Des formules qui veulent souvent tout et rien dire en même temps fusent de partout pour matcher avec l’actualité locale indissociable des questions environnementales.

Encore plus intéressant, cette dynamique s’irrigue au niveau d’une commune que je fustige souvent pour son insalubrité : Abobo. La campagne électorale a permis de politiser la question de l’insécurité et celle des déchets. Le candidat indépendant Israël Guebo exploite à fond ces angles critiques pour se positionner. Il contribue ainsi à mettre en lumière cette situation que je décrie depuis des années. « Je m’engage à adopter pour ma commune des pratiques durables en matière d’environnement, d’énergie et d’utilisation des ressources. » explique t-il dans son programme. C’est l’un des rares à avoir travaillé pour offrir un programme disponible intégralement en ligne pour tous les électeurs.

Respirons ! Quand par manque d’anticipation environnementale, l’érosion côtière balaie les activités commerciales des habitants sur le littoral ivoirien, ce sont les électeurs qui en paient le prix fort. Quand on passe de 16 millions d’hectares de forêt à moins de 3 millions d’hectares, ce sont les électeurs qui sont affectés. Quand les maladies environnementales prolifèrent à cause de l’insalubrité, ce sont les électeurs qui en paient le prix. Les sacs de riz distribués çà et là pour acheter leur conscience pendant les élections ne contribuent pas à enrayer les problèmes.
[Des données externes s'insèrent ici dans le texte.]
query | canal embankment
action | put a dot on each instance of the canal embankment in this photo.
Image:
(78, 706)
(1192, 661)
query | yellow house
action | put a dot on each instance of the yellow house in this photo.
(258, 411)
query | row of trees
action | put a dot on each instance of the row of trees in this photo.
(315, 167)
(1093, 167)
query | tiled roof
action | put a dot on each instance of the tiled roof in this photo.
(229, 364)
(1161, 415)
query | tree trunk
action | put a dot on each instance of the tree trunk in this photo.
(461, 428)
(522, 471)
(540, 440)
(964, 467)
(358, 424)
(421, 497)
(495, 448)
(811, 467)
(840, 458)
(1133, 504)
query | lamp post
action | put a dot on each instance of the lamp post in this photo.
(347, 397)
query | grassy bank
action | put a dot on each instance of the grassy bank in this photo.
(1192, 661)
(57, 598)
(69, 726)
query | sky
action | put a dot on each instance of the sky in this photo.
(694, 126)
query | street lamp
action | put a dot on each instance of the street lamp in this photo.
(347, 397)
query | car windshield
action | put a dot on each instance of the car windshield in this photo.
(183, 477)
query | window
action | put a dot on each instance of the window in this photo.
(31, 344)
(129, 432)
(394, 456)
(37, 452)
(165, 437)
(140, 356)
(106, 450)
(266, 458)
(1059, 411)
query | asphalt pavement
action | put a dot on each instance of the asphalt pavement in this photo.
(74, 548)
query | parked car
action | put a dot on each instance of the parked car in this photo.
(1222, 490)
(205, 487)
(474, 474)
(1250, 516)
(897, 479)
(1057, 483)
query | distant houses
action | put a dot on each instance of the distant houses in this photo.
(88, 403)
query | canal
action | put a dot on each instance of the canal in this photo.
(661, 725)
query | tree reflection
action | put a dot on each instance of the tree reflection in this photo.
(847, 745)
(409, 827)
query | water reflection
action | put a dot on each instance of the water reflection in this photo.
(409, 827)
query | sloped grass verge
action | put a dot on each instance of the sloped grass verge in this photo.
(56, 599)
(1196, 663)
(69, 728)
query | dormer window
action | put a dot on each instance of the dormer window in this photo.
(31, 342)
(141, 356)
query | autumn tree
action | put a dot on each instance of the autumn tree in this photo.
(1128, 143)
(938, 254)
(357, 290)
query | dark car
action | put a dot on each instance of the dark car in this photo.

Des élus qui ne sont pas suffisamment sensibilisés à la question ne peuvent pas déployer des politiques publiques pour y faire face. Je pense qu’il est aujourd’hui essentiel d’accorder plus de place à l’environnement dans le débat politique, au même titre que la cherté de la vie, le chômage, l’éducation. Car le schéma dominant qui consiste à louer ou s’identifier aux trois historiques chefs de fil, acheter la conscience des plus précaires par des actions de Com, des boites de sardines, des sacs de riz, commence à bien faire.

Je suis pour l’exigence envers ceux qu’on élit. Je suis pour le fait de passer au crible leurs projets. Soyons exigeants en tant qu’électeurs. Les catastrophes climatiques en Côte d’Ivoire (inondations meurtrières, montée des eaux, fortes chaleurs, dérèglement des saisons agricoles etc) et les déchets de rues ont mis en exergue l’incompétence de certaines municipalités et la nécessité d’élaborer une planification environnementale à l’échelle des territoires.

L’intégration des aspects environnementaux dans les politiques locales d’amélioration des conditions de vie des populations est aujourd’hui fondamentale. Il ne faut pas s’y louper. Soyons enfin exigeants dans nos votes. Sinon, c’est reparti pour 5 ans de déchets et de mauvaise gestion de nos collectivités.